Michigan Tech is engaged in national and regional decision making through participation in and leadership of committees. Some examples include the Chairmanship of the TRB AR040 Freight Rail Committee and involvement in AASHTO Subcommittee on Materials and FHWA Sustainable Pavements Technical Working Group. Michigan Tech is also represented in the seven-member State of Michigan Commission for Supply Chain and Logistics Collaboration, and our faculty/staff has obtained national and regional awards, such as the Wootan Award received by Timothy Colling and the 2015 WisDOT Tribal Excellence Award from the Wisconsin Department of Transportation received by John Velat.

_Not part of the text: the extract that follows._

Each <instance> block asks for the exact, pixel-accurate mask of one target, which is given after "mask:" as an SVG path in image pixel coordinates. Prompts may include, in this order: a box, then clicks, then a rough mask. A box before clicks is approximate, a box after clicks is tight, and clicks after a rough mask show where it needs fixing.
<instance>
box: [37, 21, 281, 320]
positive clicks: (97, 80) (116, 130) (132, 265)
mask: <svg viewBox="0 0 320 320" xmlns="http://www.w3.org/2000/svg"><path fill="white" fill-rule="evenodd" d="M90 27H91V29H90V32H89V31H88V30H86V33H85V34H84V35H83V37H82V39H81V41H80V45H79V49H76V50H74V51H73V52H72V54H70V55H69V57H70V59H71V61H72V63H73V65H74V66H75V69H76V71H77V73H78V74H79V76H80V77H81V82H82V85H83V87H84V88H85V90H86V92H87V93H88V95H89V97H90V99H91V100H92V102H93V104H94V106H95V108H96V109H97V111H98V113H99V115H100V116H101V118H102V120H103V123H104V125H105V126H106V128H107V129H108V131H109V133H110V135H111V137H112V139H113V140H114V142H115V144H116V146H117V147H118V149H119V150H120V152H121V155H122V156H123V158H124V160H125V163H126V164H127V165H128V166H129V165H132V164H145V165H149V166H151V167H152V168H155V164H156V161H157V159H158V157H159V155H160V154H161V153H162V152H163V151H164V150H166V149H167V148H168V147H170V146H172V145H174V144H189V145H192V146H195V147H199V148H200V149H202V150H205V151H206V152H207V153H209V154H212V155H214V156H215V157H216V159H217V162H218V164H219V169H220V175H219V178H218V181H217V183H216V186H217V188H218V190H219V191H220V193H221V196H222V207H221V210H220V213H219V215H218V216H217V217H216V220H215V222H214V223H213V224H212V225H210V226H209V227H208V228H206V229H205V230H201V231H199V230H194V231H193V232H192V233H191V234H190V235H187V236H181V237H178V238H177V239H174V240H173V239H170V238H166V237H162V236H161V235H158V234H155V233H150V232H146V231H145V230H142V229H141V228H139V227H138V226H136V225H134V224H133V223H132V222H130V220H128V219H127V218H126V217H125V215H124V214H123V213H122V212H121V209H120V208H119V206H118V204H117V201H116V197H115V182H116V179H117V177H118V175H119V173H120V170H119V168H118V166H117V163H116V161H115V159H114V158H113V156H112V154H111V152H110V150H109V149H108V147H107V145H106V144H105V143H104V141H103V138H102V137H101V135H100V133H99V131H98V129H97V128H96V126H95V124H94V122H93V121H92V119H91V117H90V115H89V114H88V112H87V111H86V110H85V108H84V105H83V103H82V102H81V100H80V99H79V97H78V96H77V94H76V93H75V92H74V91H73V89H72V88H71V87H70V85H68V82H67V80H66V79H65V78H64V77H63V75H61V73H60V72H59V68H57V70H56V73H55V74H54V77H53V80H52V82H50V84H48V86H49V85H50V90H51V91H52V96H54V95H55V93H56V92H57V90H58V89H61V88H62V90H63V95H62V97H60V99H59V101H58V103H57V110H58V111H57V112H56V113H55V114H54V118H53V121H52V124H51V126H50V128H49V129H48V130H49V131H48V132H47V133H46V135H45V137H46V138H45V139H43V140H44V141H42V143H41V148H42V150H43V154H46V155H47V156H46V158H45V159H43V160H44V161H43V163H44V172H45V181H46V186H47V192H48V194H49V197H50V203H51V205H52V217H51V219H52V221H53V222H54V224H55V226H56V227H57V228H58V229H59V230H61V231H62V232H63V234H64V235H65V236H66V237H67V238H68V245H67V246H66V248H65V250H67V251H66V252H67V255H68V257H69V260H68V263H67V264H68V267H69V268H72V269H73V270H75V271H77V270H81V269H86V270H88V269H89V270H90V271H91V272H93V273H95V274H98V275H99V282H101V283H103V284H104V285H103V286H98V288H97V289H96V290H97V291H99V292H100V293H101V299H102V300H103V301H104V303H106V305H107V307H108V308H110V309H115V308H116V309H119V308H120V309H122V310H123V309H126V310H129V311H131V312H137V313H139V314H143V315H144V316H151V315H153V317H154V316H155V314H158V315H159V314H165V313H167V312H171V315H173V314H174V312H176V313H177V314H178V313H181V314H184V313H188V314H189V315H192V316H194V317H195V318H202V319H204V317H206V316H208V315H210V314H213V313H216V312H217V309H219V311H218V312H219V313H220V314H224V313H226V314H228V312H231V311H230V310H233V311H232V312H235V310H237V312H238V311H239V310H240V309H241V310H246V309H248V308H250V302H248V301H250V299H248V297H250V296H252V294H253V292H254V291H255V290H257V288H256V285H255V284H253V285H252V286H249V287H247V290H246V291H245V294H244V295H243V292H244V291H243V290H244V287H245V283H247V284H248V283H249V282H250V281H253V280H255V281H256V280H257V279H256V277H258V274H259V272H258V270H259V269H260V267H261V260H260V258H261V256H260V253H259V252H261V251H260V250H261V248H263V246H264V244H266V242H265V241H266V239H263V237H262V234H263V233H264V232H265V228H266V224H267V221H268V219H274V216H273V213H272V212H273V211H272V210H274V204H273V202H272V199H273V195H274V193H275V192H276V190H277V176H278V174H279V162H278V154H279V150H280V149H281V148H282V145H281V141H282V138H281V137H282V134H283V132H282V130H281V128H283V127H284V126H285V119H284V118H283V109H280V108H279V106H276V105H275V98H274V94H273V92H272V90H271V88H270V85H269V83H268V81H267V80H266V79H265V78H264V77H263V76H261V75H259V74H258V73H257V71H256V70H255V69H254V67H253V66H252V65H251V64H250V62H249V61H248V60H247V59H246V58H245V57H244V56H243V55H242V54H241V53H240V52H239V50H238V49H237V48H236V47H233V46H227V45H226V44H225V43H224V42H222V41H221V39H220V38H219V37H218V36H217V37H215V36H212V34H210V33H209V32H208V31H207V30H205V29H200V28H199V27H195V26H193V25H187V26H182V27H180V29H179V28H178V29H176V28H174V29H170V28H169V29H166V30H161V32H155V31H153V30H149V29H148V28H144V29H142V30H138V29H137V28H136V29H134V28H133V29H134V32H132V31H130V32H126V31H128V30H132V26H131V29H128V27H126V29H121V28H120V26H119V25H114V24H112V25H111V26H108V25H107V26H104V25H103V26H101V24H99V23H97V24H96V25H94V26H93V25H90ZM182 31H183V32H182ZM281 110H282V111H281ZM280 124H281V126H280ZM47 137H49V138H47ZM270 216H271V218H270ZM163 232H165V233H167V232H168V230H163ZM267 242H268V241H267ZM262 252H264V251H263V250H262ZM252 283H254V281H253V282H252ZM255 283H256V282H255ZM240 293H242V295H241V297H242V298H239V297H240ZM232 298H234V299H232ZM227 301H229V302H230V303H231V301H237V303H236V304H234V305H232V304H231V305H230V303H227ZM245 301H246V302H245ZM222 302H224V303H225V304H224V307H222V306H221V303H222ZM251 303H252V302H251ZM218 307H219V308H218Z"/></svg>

While not located in one of the 11 megaregions identified in the Beyond Traffic 2045, our location in rural Michigan makes us ideal in addressing trends and challenges faced by rural transportation, and we have worked closely with Michigan Department of Transportation and local governments in these issues. However, Michigan Tech’s leadership is not restricted to rural aspects. Many of our activities have broader impacts, such as the RoadSoft asset management software developed at Michigan Tech and used in the Michigan and several others states by rural and urban counties alike.

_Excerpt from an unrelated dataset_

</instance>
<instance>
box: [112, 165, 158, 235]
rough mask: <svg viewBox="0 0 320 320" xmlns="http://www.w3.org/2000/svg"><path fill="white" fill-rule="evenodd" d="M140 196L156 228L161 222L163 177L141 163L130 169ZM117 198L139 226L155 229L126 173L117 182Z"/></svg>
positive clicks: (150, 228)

Michigan Tech is directly involved in addressing several trends/challenges identified in the Beyond Traffic document. We have conducted numerous studies related to the challenges faced in freight transportation in our region, conducted Life-Cycle Analysis (LCA) to evaluate environmental impacts of different transportation materials and related solutions, are actively involved in emissions research for various engines, are one of the leaders in advancing open source 3D printing, have on-going projects related to V2V and automated vehicle research, and have had various projects related to alternative energies for transportation, especially in the biomass supply chains for biofuel development. Michigan Tech researchers and educators accomplish this innovative work through collaborative thinking and working across departments and disciplines, which allows us to tackle large-scale projects that require a diverse skill set.


Pasi Lautala
Pasi Lautala

Identifying Cost and Funding Alternatives for Equipping Operating While Intoxicated Offenders with Ignition Interlock Devices

Sponsor:  Wisconsin Department of Transportation

PI:  John Hill

Ignition Interlock Devices (IID) have been used in multiple states to deter repeat operating while intoxicated (OWI) offenders from further offenses.  It has been found in the state of California that a group of offenders who had an order to use an IID had a reduction in future crash rates of 24 percent, while slight changes were seen in those that were not ordered the use of an IID.  Those drivers who installed the IID also had a lower rate of future DUI convictions.   A major issue with IIDs has been compliance.  Studies have shown that as few as 10% of drivers convicted of OWI and ordered to install an IID device, actually do so.

Research Objectives
– Identify and characterize OWI offenders in Wisconsin  and develop a 10 year forecast of overall
OWI arrests and arrests of particular high risk offenders.
– Estimate IID implementation costs based on the forecast model developed and determine the
overall affordability of IID devices for OWI offenders
– Identify potential funding sources to increase IID installations.

Information regarding over 200,000 OWI offenders in Wisconsin from 2005-2009 was analyzed.  Using a logistic regression model, characteristics of OWI offenders who were likely to repeat the offense within 1 or 2 years were identified.  Additionally, a 10 year forecast model was developed which was based on annual historical arrest levels over the past 20 years, as well as monthly vehicle miles travelled an d economic data over the past 5 years.  Using this information, along with cost data collected from interviewing IID manufacturers, the overall cost to equip the vehicles of future OWI offenders was collected.  Income levels of IID offenders were also modeled using an exponential distribution to determine what proportion of offenders may be unable to afford an IID.  Finally, an analysis of potential funding sources was conducted to determine if supplementing the cost of IIDs might be a feasible means of increasing IID order compliance.